Approximately 37 million other graduates are in similarly overwhelming straits. Outstanding student loan debt now totals close to $1 trillion nationally, surpassing credit card debt for the first time. This number is triple what it was in 2004 and the number of borrowers has increased by 70 percent.
Like millions of other Americans, Jodi and Dean didn’t realize that getting a college degree would not guarantee a decent paying job, or any job. Instead, young people are facing a terrible job market, making it even more challenging to pay back their mounting debt.
The student loan business has a long history of being subsided by the government—when Jodi and Dean were in school the US Department of Education subsidized banks and private lenders in addition to directly financing 1/3 of all student loans. In 2010, however, a provision in Obamacare restructured the student loan industry, removing banks and other private “middlemen” from the equation. Instead, the government gained almost complete power to directly issue and guarantee student loans. Today, 93 percent of all student loans are backed by the federal government.
The average balance of student loan debt is around $25,000. Meanwhile, a shocking 53 percent of recent college graduates under the age of 25 are either unemployed or underemployed. In order to make ends meet and pay off some of their debt, just like Jodi and Dean, many bachelor degree-holders resort to working multiple jobs that very often do not even require any degree at all. An estimated 37.8 percent of recent graduates have taken jobs that only ask for high school education, pushing non college-educated youth out of the job market.
Whether employed, underemployed or unemployed, one thing is certain: college grads in debt are having a tough time. Of course, a debt load has a negative effect on a person’s borrowing power; however, coupled with a tough labor market, young people are facing even more restricting conditions than they did in the past. About 17 percent of student borrowers are delinquent on their payments by at least 3 months, making it hard to do all the normal things people in their 20’s need to do in order to establish themselves. For example, student loan debt makes it extremely difficult for recent grads to qualify for a credit card—bank standards have tightened dramatically since 2008.
Additionally, recent grads are finding it increasingly difficult to buy a home. In 2005, about 9 percent of people aged 25-30 with student loan debt were able to get a mortgage. Last year, this number fell to about 4 percent. Whereas the housing market used to depend on first-time homebuyers between the ages 25-34 to make up half of the total property purchases, this age group now makes up the smallest share of the housing market than it has in more than a decade. In an attempt to lure this huge portion of buyers back, property owners are forced to lower prices, depressing an already depressed housing market.
Without home ownership or sufficient income that can help pay off the loans (that will forever follow them; student loans cannot be discharged in bankruptcy), recent graduates face a future secure in only one thing: debt.
We can only speculate how much worse it will get as more and more people graduate under the new Obama loan regime, given that now almost anyone qualifies for a student loan and the amount granted does not depend upon whether the candidate’s degree is in a highly employable field or not.

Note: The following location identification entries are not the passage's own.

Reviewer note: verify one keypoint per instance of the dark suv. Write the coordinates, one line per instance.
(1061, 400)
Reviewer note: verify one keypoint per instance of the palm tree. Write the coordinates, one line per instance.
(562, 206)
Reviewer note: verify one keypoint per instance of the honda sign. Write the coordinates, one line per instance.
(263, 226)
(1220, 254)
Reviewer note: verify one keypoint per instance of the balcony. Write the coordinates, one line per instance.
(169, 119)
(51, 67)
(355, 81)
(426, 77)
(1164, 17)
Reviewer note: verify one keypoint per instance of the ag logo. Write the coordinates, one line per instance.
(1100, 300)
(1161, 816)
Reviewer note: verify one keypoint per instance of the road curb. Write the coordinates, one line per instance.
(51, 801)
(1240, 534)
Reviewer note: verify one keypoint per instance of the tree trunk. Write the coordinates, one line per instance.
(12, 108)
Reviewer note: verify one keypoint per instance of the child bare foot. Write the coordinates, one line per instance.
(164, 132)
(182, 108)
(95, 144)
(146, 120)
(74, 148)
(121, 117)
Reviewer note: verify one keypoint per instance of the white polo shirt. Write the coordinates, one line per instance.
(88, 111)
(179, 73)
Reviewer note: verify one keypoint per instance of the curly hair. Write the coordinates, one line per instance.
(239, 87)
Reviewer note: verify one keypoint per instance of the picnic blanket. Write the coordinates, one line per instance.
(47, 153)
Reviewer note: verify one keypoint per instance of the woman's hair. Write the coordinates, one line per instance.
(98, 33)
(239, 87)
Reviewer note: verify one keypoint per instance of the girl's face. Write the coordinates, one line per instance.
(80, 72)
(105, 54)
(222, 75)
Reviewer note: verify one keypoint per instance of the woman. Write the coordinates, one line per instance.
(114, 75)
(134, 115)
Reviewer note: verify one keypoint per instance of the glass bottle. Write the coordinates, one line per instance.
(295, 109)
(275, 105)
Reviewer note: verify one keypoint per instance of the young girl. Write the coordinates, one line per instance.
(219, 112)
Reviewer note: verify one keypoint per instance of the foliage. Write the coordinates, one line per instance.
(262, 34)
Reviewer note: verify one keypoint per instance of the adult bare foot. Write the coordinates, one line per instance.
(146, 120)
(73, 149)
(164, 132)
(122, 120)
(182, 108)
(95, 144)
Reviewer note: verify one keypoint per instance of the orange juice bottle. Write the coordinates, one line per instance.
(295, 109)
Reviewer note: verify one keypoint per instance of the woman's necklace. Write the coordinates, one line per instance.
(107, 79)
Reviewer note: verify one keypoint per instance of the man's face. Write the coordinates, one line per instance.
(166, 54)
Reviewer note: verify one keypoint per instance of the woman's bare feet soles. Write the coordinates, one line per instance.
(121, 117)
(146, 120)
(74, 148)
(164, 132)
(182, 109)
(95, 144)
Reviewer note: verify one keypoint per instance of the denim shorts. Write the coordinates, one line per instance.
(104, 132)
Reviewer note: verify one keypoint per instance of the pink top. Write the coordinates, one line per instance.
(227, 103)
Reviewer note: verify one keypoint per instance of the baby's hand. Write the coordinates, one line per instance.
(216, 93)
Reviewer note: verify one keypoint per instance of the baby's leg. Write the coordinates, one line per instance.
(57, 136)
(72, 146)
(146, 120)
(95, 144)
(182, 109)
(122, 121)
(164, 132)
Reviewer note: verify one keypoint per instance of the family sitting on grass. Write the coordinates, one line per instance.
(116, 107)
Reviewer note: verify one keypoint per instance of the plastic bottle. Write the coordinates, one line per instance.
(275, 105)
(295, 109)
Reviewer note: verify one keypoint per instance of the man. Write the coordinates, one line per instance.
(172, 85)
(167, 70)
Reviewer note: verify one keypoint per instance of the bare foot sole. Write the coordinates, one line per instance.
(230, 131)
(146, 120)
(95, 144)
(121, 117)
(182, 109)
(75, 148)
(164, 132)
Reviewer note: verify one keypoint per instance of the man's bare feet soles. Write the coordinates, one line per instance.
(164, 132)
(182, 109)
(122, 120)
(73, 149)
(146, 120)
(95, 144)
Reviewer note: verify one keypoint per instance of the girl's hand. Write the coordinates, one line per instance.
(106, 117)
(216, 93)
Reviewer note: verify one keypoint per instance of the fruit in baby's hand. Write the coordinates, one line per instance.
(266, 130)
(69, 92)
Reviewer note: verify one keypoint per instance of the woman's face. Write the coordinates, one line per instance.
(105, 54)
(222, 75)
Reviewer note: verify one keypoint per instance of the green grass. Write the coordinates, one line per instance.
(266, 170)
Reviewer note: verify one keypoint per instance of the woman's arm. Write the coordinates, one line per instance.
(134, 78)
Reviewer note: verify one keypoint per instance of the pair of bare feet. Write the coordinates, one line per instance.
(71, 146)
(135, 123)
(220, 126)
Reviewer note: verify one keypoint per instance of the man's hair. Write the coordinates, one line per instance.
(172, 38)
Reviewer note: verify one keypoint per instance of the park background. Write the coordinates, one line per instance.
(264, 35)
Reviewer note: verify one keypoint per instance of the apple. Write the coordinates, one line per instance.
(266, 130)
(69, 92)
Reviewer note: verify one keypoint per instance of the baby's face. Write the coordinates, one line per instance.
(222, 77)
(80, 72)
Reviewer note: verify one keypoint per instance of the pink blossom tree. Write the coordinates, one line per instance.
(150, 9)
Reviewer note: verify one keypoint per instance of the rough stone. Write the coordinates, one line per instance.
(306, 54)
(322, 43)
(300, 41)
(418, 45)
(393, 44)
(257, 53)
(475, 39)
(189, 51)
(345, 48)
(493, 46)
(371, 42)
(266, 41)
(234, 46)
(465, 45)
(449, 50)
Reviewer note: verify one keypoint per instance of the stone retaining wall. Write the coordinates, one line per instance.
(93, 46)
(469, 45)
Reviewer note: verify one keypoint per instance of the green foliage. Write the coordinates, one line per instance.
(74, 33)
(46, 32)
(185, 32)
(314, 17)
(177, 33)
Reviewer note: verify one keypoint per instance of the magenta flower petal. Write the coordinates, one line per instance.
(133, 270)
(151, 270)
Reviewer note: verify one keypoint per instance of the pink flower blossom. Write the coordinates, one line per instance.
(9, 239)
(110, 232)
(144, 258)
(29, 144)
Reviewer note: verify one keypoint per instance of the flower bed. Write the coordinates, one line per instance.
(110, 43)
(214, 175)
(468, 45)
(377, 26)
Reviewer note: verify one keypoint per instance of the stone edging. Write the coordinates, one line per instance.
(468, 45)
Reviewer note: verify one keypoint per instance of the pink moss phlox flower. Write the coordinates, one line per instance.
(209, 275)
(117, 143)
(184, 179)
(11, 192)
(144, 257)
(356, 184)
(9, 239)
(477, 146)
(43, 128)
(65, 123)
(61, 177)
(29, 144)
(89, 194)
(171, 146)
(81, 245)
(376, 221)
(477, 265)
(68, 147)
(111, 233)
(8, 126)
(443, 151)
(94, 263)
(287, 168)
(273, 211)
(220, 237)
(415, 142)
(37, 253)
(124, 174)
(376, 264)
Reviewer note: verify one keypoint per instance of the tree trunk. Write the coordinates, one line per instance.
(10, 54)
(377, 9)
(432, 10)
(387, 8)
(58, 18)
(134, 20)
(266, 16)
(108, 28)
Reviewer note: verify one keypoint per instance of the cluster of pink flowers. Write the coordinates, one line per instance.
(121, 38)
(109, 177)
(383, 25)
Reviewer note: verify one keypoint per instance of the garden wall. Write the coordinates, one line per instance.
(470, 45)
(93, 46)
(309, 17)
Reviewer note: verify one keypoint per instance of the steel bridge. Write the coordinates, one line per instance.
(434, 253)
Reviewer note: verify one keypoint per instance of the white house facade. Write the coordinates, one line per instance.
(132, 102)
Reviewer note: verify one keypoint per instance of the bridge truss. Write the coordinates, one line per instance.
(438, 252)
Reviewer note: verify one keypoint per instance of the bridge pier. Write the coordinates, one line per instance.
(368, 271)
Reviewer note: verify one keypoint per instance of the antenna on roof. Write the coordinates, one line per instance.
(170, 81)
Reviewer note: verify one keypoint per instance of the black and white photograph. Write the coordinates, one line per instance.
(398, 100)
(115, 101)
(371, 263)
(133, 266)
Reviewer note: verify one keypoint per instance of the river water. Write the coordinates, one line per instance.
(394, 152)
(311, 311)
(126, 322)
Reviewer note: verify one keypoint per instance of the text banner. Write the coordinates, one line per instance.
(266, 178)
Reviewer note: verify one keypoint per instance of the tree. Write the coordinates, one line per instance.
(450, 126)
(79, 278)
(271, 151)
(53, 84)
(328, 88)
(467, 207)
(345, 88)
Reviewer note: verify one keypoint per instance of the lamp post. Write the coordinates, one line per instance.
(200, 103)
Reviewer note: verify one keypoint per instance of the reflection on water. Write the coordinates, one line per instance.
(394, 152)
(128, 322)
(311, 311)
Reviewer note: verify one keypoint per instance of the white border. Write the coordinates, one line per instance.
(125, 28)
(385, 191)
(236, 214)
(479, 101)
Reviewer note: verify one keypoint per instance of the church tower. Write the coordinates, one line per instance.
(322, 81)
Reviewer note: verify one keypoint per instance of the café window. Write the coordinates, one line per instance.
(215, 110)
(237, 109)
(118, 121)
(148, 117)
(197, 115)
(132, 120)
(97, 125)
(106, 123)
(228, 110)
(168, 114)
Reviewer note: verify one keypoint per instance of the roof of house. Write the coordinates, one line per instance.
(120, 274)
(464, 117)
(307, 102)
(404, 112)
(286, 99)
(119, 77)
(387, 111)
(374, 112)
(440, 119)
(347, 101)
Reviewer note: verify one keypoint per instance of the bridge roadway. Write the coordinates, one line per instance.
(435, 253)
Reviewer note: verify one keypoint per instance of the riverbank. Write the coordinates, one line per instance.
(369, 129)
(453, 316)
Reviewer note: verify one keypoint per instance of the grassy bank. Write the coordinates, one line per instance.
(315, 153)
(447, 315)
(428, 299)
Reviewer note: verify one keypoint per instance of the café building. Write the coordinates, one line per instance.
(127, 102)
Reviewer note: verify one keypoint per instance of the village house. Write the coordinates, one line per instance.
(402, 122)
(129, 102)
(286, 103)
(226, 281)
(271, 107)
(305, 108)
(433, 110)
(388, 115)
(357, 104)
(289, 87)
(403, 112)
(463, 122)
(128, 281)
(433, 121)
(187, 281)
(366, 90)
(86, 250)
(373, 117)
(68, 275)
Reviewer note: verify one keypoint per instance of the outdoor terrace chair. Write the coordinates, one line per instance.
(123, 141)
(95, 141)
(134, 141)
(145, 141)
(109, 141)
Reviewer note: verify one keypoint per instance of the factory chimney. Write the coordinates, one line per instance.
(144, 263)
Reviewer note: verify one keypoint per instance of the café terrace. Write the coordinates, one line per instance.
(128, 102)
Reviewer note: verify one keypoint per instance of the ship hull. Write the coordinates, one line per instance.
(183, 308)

But we do know one thing: the student loan industry’s distortionary powers are likely to continue hurting job, loan and housing markets in a variety of ways. For example, since young people in debt are obstructed from taking out other types of loans, it will be difficult for future businessmen to finance startup companies, destroying potential jobs for untold numbers of other workers.
Similarly, as young people are less likely to buy homes, the housing market will continue to suffer—as demand for homes decreases, there will be fewer opportunities for workers in industries such as construction, engineering, architecture, etc.
Finally, young people with student loan debt will likely continue to delay marriage, postpone having children or decide to have smaller families. The fertility rate in America has already declined; a smaller fertility rate means fewer workers for the future labor market. Ghosts of workers who never were can’t support the elderly who are.
Were these issues not brought up during the debates about Obamacare? If so, I didn’t hear it. Perhaps, it was inconvenient for our government officials to bring them up because the underlying incentive of restructuring of the student loan system was not actually to enhance students’ ability to afford college or build a stable future. Is it too much to speculate that this “education” provision was incorporated into Obamacare to increase the government’s revenue through the collection of interest, helping indirectly to finance the new health system?
The college market automatically affects the job market. Government interference in the former, then, will necessarily distort the latter. Just ask Jodi and Dean.